Au programme, en vrac, du réalisme, de la transformation, du détournement, de la fable – avec un expert espiègle du genre, Yue Zhang, qui, en une forme ronde, raconte à l’encre l’improbable conversation entre un cochon et des échasses blanches (oiseaux aquatiques) et la leçon de sagesse de singes accroupis devant une stèle. En vrac aussi, de la citation. Avec Jeff Dieschburg, lauréat du Prix d‘Encouragement, qui revisite Turandot et son intrigue raccord avec l’air féministe du temps – c’est que, oui, cet opéra de Puccini repose sur une «fable théâtrale» (écrite par Carlo Gozzi en 1762) où la belle princesse Turandot fait payer à ses prétendants le prix de leur désir par la décapitation. Jeff en propose une version glam’, quasi photographique, avec portraits laqués par une huile lumineuse et recours au circulaire tondo (clin d’oeil Renaissance), le tout en diptyque sur panneaux de bois.


C’est impeccable techniquement, et pas que. C’est aussi, sans doute, la virtuosité technique qui vaut à Zuza Jakubiak de remporter le Prix Spécial du Jury, mais pas que, la restitution dessinée millimétrée de la «Maison des palmiers» n’empêchant en rien le potentiel d’imaginaire. Il suffit que des petites flaques d’eau s’étiolent devant la porte entrebâillée de la serre pour que le temps, jusqu’alors dormant, prenne la fuite, et avec lui, une invisible présence (photo ci-dessus).

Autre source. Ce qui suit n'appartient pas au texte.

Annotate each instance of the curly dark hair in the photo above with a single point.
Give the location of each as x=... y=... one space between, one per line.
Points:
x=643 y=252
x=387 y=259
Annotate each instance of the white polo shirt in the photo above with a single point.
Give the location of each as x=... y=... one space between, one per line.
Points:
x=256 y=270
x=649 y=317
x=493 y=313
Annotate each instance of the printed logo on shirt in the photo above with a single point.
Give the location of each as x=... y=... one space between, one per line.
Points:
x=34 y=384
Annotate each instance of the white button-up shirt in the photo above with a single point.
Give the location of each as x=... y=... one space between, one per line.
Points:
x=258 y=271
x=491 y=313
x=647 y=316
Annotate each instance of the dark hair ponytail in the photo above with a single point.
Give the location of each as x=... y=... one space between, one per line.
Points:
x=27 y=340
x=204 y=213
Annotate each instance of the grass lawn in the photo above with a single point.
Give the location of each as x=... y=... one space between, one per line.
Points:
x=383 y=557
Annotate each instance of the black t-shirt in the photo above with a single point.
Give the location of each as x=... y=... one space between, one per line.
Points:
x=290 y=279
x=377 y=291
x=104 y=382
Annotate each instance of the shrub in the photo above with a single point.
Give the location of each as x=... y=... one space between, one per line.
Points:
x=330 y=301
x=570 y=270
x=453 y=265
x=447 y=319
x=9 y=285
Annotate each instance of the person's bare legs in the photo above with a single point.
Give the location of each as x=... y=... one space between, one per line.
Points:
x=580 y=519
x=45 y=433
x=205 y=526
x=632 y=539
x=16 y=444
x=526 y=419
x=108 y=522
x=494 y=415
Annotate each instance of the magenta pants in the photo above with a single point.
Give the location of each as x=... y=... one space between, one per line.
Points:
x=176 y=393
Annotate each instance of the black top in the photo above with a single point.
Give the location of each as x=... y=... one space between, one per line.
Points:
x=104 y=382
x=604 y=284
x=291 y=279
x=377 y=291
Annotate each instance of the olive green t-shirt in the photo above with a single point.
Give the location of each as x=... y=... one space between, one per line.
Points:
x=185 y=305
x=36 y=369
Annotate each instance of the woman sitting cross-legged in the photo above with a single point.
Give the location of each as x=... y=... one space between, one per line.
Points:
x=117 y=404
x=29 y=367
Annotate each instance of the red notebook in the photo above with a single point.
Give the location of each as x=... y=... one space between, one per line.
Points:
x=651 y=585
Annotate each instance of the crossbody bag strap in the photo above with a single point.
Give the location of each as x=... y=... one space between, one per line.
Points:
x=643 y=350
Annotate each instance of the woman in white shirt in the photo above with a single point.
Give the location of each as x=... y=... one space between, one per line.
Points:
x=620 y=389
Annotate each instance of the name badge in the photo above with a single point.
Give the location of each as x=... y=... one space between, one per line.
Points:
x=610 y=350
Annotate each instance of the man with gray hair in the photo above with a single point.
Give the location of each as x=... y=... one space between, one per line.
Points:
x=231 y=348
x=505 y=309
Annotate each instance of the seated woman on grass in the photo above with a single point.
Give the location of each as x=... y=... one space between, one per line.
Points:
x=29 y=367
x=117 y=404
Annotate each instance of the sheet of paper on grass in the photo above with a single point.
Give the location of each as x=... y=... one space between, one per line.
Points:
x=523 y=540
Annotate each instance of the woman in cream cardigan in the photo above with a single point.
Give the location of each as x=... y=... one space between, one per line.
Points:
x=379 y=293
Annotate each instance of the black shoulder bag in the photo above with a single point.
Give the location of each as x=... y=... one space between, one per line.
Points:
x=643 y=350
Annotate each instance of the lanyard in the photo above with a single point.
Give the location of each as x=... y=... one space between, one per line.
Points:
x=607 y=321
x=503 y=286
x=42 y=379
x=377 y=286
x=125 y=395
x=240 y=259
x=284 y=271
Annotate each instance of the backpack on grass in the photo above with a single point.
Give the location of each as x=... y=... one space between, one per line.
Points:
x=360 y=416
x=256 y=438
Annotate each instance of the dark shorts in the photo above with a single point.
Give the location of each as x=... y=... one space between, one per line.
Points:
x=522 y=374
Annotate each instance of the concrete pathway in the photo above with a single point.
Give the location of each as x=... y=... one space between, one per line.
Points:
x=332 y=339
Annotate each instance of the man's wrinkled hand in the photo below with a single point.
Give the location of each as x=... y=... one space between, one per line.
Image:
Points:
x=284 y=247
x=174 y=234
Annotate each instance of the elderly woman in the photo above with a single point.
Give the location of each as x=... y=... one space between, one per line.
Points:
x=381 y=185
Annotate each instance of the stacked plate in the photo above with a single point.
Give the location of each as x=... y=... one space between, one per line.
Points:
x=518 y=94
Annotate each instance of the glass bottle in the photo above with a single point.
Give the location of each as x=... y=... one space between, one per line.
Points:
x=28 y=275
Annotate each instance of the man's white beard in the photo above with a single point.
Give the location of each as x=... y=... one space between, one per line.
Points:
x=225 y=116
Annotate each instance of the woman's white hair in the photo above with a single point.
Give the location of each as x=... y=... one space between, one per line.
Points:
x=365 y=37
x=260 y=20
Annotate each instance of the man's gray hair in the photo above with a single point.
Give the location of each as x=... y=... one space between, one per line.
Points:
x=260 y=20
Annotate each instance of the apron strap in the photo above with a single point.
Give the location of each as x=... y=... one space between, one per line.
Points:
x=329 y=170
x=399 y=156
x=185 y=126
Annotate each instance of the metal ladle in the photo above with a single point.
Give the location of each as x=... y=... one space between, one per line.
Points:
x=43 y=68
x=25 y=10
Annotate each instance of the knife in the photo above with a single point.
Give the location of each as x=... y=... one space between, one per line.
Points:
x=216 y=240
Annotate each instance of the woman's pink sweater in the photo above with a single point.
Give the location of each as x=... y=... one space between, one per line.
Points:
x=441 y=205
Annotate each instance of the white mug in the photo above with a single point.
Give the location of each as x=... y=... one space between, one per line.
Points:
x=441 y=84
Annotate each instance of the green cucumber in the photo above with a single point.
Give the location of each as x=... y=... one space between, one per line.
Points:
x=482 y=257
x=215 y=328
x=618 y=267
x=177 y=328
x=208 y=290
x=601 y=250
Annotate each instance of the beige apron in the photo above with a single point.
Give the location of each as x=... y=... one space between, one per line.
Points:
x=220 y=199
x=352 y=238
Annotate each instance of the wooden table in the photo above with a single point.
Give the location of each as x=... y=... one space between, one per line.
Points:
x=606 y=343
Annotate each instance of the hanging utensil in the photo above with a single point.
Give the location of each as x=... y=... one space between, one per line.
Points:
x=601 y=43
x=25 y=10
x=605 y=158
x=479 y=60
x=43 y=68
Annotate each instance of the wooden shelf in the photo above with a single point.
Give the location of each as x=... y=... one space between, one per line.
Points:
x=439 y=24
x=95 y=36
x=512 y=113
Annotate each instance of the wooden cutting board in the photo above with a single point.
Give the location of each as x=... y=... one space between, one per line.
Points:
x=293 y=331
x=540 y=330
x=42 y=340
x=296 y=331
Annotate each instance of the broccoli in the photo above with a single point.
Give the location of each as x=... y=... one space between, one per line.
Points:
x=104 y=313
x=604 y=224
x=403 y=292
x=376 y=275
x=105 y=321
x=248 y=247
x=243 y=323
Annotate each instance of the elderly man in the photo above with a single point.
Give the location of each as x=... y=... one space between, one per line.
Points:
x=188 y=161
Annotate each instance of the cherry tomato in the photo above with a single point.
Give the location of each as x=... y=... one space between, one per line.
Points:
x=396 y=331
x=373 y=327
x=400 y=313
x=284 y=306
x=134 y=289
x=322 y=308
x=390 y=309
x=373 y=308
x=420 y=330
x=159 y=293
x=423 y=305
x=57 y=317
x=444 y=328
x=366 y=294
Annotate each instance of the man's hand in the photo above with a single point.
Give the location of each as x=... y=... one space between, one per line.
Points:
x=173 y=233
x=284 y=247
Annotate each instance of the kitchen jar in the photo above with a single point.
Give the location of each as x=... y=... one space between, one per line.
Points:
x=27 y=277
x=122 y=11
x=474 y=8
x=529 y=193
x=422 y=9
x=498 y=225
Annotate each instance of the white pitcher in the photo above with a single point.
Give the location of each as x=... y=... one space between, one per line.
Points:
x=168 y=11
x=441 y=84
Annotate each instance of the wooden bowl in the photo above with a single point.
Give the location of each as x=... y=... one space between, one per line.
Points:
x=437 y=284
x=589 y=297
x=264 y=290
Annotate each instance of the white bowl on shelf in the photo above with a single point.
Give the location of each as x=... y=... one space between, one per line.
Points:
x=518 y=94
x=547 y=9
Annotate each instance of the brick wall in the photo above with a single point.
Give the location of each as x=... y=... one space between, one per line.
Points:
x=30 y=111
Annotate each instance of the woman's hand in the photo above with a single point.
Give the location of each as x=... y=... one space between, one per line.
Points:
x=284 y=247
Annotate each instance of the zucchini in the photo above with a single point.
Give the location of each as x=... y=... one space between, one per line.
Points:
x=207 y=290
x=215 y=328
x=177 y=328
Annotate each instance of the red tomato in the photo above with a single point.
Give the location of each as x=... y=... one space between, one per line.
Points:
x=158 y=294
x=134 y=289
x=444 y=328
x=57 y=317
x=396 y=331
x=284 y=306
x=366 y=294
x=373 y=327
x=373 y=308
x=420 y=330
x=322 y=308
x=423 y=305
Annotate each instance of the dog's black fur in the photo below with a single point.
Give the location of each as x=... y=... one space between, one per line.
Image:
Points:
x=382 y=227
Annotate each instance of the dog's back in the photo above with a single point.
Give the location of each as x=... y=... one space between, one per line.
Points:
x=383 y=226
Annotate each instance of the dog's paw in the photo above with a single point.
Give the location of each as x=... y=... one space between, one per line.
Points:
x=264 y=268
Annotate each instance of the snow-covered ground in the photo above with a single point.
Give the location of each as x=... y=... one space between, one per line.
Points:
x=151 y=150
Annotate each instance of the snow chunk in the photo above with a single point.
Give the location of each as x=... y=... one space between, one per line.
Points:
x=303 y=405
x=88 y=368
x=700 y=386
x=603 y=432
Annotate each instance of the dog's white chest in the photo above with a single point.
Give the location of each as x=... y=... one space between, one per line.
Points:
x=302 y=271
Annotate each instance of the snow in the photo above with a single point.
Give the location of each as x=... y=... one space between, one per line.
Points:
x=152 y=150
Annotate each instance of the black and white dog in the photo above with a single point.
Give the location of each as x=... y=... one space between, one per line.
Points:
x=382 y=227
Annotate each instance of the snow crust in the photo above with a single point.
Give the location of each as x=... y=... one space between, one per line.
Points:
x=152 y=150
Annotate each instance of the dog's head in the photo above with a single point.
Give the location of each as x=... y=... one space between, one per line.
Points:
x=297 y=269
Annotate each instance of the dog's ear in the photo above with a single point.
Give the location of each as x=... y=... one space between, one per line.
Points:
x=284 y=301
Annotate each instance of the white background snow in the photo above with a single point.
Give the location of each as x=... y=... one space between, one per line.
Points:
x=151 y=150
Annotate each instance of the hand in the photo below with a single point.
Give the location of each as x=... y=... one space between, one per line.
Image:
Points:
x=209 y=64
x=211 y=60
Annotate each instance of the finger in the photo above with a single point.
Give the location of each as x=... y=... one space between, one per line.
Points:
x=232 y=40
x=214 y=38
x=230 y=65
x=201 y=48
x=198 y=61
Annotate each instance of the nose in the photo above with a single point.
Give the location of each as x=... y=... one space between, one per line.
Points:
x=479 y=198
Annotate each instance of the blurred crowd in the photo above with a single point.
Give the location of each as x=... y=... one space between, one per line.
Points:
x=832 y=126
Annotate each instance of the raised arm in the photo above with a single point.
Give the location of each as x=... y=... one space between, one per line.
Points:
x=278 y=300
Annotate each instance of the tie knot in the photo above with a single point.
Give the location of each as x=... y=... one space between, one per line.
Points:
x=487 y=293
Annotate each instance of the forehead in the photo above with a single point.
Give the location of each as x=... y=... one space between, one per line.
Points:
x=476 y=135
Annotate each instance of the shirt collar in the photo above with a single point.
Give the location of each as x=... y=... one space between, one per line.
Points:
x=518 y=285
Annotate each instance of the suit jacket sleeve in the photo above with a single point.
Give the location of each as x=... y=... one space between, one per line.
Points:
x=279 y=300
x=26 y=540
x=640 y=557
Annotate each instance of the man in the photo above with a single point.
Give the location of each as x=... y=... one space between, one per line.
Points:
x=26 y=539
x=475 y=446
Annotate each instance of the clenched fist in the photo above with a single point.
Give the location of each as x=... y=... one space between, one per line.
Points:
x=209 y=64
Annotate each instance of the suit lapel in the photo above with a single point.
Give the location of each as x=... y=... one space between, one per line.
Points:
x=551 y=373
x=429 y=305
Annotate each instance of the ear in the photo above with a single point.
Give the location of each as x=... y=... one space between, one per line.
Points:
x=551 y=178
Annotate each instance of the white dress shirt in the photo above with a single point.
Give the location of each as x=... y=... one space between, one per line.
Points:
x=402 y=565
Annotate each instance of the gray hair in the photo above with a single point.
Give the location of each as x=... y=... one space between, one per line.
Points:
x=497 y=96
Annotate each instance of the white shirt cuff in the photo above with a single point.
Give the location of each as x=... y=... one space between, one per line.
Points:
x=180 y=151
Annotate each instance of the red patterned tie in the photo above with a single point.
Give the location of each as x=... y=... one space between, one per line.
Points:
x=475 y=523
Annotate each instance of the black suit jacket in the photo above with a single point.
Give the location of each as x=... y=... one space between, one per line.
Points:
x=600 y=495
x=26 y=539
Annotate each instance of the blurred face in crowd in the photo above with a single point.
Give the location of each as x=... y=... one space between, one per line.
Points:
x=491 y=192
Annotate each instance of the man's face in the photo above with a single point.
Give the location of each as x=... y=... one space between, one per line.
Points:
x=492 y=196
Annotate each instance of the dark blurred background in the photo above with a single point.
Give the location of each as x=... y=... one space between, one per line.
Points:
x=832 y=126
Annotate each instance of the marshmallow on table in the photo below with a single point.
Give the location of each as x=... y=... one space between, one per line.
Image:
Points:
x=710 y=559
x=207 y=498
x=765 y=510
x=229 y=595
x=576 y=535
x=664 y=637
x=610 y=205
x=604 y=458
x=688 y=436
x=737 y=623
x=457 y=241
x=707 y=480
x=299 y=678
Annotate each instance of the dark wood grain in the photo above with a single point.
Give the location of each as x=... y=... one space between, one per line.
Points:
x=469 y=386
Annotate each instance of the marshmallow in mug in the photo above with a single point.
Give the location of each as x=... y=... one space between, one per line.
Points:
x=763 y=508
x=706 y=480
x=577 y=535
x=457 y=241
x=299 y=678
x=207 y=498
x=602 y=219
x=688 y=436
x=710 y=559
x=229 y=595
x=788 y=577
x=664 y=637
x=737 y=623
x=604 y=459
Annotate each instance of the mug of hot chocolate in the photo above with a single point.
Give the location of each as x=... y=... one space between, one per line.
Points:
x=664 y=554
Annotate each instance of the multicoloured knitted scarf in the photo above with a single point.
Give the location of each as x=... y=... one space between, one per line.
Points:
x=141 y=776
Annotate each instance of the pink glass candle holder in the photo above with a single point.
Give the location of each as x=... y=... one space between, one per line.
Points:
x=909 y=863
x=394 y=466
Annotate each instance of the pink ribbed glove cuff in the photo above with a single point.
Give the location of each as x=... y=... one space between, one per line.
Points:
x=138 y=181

Même atmosphère avec les plis d’Anne-Sophie Loos, une mémoire de draps, un monde de tissus juste froissés par l’ombre et la lumière: une sensibilité vibratoire ou tout le pouvoir sensuel d’une huile absorbant l’intimité comme une éponge.


Avec Thomas Brenner, lauréat du Premier Prix, si la réalité prend corps, c’est pour mieux s’en échapper par l’artifice et l’illusion. Pour le coup, il s’agit de photographie. Et de mises en scène d’une inquiétante beauté. Avec des objets – des chaises rouges – installés comme des pendus en pleine forêt. Avec aussi des individus aussi anonymes qu’énigmatiques, tantôt de blanc vêtus, tantôt de noir, chorégraphiés tantôt entre les arbres, tantôt sur le site désaffecté d’un aérodrome. Métaphore d’une humanité qui n’en finit pas de se perdre, de se chercher aussi. Toujours dans le débat, jamais dans le regard.


Infos:

Centre culturel Paul Barblé, Strassen (50 rue des Romains): 11e Biennale d’art contemporain, jusqu’au 8 juin. Entrée libre, tous les jours de 14.00 à 20.00h. Visites guidées (en français) les 2 et 3 juin, à 14.00h et 16.00h, uniquement sur inscription: reservation@strassen.lu



Et puisqu’on en est à parler photographie, c’est le moment de saluer la sortie du livre (chez Kehrer Verlag) de Cristina Dias de Magalhães, Instincts. Same but different. Là, on est au cœur de la maison, au bord du regard d’une mère. Histoires familières, création singulière.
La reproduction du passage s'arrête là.